Наступил следующий день, – ослепительный! В Лии до сих пор живет вкус этого дня!

Спозаранку, когда все еще спало, в рыбацкой лодке почти в полусне они беззвучно причалили к острову. Шелковистый ветерок слегка касался их лиц. А над горизонтом неспешно поднималась золотая колесница севанского солнца.

Выгрузив узелки, Лийка карабкалась по крутым склонам острова, заглядывала в строгий темный холодок заброшенных осьмигранных монастырей, одним своим тринадцативековым дыханием, надолго стершим улыбки с таких молодых лиц ее папы и мамы.

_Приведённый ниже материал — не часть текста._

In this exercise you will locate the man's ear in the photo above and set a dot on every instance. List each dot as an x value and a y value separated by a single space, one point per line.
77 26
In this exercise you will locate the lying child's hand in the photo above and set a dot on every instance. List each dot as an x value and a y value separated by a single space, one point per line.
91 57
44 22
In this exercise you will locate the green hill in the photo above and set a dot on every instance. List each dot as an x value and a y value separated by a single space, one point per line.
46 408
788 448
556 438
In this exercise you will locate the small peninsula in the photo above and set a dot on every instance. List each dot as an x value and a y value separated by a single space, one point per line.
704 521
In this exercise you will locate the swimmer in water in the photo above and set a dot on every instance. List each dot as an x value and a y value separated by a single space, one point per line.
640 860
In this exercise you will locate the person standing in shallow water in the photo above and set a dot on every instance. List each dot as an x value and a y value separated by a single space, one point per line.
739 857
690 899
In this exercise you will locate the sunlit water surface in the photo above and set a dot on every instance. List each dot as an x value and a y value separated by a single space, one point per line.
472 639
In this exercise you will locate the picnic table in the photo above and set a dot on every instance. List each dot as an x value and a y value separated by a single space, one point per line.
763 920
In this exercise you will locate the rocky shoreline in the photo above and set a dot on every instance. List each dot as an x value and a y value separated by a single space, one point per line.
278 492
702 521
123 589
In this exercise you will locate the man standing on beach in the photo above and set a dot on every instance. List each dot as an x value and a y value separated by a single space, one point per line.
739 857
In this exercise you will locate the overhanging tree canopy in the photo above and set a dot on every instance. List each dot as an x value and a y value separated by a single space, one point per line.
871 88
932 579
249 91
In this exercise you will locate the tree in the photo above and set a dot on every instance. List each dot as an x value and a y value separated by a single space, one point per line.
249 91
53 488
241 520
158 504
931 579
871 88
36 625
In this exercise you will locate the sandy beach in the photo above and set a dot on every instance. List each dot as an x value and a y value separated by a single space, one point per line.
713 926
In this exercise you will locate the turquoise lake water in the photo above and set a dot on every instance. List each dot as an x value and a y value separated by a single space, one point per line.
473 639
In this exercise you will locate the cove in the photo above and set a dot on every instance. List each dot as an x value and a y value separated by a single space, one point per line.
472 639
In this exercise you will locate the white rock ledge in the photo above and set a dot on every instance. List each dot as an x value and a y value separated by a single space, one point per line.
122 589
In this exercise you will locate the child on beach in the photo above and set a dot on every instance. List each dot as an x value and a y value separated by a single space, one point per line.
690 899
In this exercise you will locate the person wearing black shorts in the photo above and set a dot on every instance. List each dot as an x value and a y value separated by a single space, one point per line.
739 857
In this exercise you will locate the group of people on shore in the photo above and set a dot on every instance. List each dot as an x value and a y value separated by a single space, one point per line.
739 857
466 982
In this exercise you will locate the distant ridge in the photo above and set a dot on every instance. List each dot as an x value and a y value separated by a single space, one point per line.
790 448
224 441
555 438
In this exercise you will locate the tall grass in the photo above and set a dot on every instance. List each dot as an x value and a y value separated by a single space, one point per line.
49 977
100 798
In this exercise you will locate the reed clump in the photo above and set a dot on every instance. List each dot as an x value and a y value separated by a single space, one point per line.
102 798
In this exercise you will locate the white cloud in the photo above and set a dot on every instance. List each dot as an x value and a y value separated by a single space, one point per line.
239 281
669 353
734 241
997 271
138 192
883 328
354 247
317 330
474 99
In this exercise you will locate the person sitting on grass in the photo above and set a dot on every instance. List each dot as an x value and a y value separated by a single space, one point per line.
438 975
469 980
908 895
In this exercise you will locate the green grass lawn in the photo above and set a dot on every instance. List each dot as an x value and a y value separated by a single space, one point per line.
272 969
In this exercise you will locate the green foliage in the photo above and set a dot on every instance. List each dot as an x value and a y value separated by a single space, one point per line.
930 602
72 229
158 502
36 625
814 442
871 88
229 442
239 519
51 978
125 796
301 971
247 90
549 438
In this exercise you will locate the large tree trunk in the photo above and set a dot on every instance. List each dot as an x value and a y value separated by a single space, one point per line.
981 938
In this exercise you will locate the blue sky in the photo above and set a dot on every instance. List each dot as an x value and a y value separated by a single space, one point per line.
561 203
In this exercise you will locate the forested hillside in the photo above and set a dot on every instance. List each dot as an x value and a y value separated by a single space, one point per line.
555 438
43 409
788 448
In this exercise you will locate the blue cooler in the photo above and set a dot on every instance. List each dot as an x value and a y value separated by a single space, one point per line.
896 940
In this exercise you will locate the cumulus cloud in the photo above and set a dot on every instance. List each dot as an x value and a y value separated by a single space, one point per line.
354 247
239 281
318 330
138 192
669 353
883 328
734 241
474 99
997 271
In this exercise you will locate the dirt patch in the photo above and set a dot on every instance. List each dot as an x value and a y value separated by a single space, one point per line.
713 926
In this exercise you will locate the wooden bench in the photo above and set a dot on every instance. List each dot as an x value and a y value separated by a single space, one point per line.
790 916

Но натертые до сверкания и стеклянной глади подошвы сандаликов девочки скользили по выжженной, стриженной, как голова новобранца, траве верхушки острова, да так, что своим стремительным скольжением сами посадили ее на корточки и помчали вниз к квадратику песчаного пляжа. Здесь папа колдовал над хоровацем, а уставшая за вчерашний день и океана чистого воздуха, мама дремала, прикрыв лицо рукой. Наконец, каждый устроился, как хотел, и начал зубами стаскивать с шампура пахучее, мягкое библейское мясо барашка, запивая кахетинским столовым вином номер 5, разбавленным на греческий лад для дочери до цвета аметиста родниковой водой. Наевшись и наговорившись, счастливая Лийка откинулась в высокую альпийскую траву, запрокинув голову. И вдруг в ее глубине, за спинами она увидела сказочные огромные красные маки, безбожное горение которых за девять лет до того поразило Осипа Мандельштама, бродившего здесь. Они показались ему «слишком большими для нашей планеты», Господи! Более 28 тысяч дней назад он чувствовал то же, чтo и эта девчонка в конце 30-х годов.

Повествование об острове закончим тостом великого поэта:

«Я выпил в душе за здоровье молодой Армении с ее домами из апельсинового камня, за ее белозубых наркомов, за конский пот и топот очередей и за ее могучий язык, вода по-армянски – джур, деревня – гьюх».